Banking Ombudsman Deborah Battell said in most instances miscommunication and disappointment over expectations and outcomes lay at the heart of the complaints.
She said while customers needed to be more vigilant about understanding the contracts they were entering into before signing them, banks also needed to do a better job educating their clients.
"We see customers distraught because they thought their banking service provider would prevent them from making poor investment, business or property decisions - or because it had changed its lending policies or products," Battell said in the report.
Among some of the frequent complaints cited were lag time between making money available after it had been deposited or transferred and limited service on weekends, along with banks not accessing pots of other money in separate accounts to spare clients penalties and fees due ostensibly to insufficient funds.
Battell said clients needed to take greater responsibility for ensuring they lived up to their part of the prescribed arrangements.
Banks meanwhile needed to be more proactive about addressing their customers' complaints and also making them aware of the dispute resolution mechanism (such as that offered by the Banking Ombudsman). She said many scheme participants continued to view referral to the Ombudsman "as a failure of their own processes".
"Banking service providers short change their customers if they fail to inform them about the scheme's existence," Battell said.
"Slavishly following internal process rather than thinking about how best to resolve a case puts the relationship between a banking service provider and its client at risk."
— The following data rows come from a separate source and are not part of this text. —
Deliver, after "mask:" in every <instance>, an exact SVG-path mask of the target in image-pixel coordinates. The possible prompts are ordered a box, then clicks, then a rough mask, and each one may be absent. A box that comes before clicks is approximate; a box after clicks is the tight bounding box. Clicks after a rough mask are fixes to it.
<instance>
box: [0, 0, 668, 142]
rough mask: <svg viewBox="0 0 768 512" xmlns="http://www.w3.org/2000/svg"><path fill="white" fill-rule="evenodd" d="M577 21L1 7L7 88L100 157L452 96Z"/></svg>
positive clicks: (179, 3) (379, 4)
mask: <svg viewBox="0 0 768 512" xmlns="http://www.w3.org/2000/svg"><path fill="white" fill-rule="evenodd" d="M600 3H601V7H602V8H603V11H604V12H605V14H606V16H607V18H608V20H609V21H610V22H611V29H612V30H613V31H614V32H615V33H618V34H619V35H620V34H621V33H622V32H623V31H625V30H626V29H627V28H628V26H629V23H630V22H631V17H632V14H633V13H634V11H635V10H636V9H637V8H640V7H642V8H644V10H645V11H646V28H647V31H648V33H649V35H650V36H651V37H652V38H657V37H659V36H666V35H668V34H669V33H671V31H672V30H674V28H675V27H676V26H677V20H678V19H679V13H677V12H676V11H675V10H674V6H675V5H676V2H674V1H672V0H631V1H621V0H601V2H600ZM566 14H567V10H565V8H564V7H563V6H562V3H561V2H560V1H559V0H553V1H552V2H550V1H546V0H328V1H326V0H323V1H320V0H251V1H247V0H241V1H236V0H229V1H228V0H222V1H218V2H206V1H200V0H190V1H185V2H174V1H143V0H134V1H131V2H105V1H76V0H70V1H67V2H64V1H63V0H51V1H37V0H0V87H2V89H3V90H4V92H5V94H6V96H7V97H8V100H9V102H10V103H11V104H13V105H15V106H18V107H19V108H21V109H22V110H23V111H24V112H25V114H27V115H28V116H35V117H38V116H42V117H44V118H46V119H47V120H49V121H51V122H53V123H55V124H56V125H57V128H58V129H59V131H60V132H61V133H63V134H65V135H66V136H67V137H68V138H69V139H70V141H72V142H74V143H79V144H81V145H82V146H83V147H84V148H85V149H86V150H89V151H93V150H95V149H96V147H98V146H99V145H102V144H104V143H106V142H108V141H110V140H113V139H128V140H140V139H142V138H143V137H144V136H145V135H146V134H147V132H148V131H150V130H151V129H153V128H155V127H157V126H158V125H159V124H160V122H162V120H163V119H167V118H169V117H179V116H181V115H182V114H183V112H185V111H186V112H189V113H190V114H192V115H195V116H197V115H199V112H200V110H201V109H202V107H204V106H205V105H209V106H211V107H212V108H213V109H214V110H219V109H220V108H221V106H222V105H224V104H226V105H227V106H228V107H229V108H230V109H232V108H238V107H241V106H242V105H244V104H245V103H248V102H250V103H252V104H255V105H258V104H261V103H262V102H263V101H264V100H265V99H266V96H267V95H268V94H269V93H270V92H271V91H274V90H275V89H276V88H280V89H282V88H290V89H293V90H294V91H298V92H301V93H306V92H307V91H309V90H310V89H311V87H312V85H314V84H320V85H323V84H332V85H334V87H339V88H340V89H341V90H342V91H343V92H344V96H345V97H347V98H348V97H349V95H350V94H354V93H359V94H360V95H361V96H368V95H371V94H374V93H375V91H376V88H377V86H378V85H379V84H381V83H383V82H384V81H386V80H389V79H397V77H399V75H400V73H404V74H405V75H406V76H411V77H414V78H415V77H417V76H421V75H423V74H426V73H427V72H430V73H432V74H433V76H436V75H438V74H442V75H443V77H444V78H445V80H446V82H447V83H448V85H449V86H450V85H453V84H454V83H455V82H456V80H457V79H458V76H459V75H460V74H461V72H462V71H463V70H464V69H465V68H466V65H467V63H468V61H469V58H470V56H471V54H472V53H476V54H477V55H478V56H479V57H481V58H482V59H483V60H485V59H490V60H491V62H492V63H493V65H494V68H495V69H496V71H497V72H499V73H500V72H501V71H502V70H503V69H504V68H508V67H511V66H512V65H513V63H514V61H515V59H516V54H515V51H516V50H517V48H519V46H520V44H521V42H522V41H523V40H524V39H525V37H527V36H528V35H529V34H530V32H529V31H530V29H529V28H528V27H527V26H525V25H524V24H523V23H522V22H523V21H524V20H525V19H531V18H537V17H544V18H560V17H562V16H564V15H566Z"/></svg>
The Banking Ombudsman, which is an approved dispute resolution scheme under the new financial regulation, has been in existence for 20 years now.
New computer systems and a transition away from paper has significantly reduced the time it takes for the Ombudsman to hear and resolve a case.
The number of complaints resolved in 60 working days has gone from 15% to 51%. The Ombudsman completed 89% of enquiries and 88% of complaints within two working days, helped by the introduction of electronic referral of complaints to participants.
According to its report, the office has helped more 62,000 customers, resolved around 20,000 cases and facilitated NZ$36.9 million in compensation.
The Ombudsman has been particularly active with respect to complaints laid against the former ING NZ, which in 2008 froze two investor funds together valued at NZ$533.51 million.
Investors claimed the level of risk attached to the funds, which invested in so-called collateralised debt obligations, had been understated to them. The final dispute was concluded this year. The Ombudsman heard 684 cases in total and ordered compensation of NZ$26.4 million.
ING NZ, which had been 49% owned by ANZ, was subsequently taken over by the Australian bank and renamed OnePath.